The woman with the russet hair glanced up at the valet, revealing a face more handsome than pretty. At the party she had hosted—for her brother, after he won the nomination last summer—she had seemed only one of many sisters, but Marilyn had since singled her out as a likely friend, the best way back into his life. Just looking at her conjured Jack: the arrangement of her features, the aristocratic mouth and the short, unobstructed forehead, the easy way she had of hanging expensive clothes on a slim frame. Like Marilyn, Pat wore a black cocktail dress, although hers involved a great deal more fabric in the skirt and at the neckline. “George, must we continue with this rigmarole? I’ve told you a thousand times. Call me Pat, darling.”
“Pat, may I introduce you to Miss Marilyn Monroe? She’s Frank’s special guest this evening, and he was hoping you two would look after her.”
“Of course, George.” A scarlet, thin-lipped smile came and went from Pat’s face, seemingly without the effort of any other facial muscle, and then she shifted her attention. “What a pleasure to meet you! I can’t tell you how excited Peter and I are to see The Misfits. Please, won’t you join us?”

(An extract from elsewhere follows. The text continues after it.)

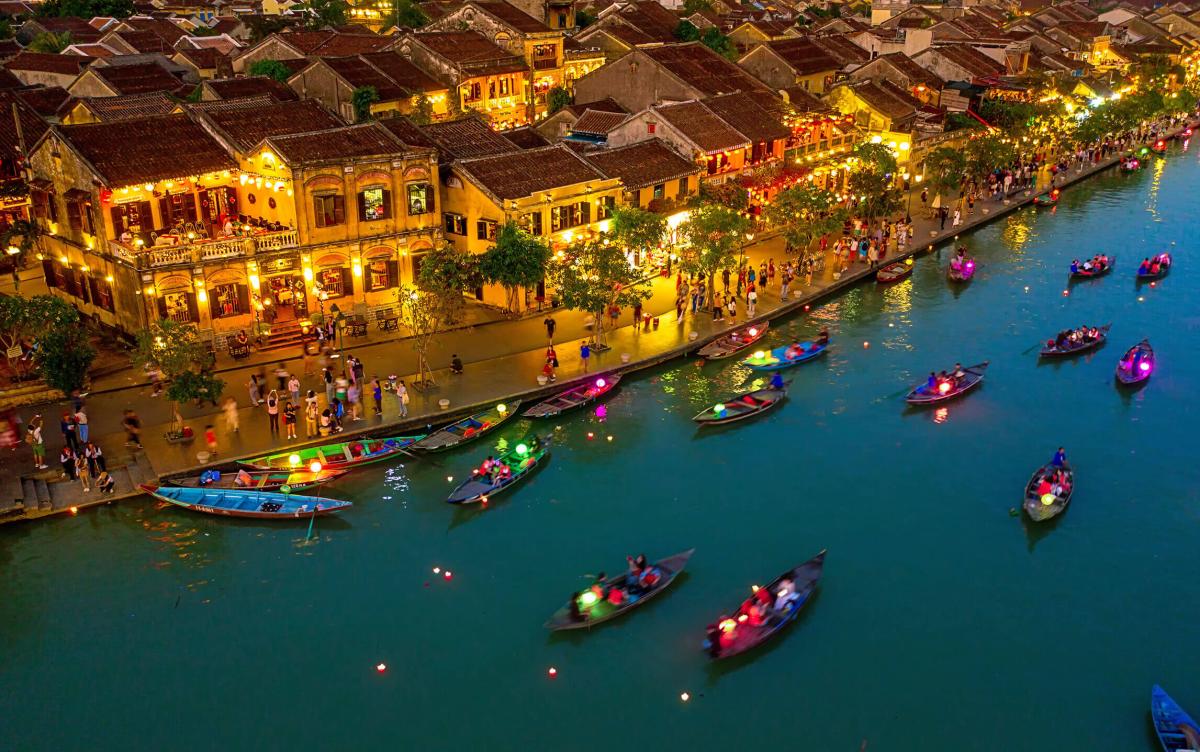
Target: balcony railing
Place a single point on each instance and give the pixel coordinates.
(149, 257)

“Thank you,” Marilyn replied tentatively, lowering herself into the chair that George held out for her. On Pat’s other side sat Peter, his dark brows knit together, mouthing to himself, an anxious concentration freezing up his features, which was an expression Marilyn knew well. “Hello there, Peter,” she called, and he glanced over, as though surprised, and quickly grabbed her hand to kiss her knuckles.
“Stage fright.” Pat rolled her eyes. “Don’t worry, he’ll be better company after he does his bit.”
“Oh, well …” A smile flickered at one corner of Marilyn’s mouth, and she exhaled a melancholy breath. “Salud, I guess.” She raised her champagne flute, and Pat met it with her old-fashioned, and they both drank. “Actually, you’ve hosted me before,” she went on, as though just remembering. “I should probably thank you for that, too. Last summer, out in Santa Monica, during the convention. What a party that was.”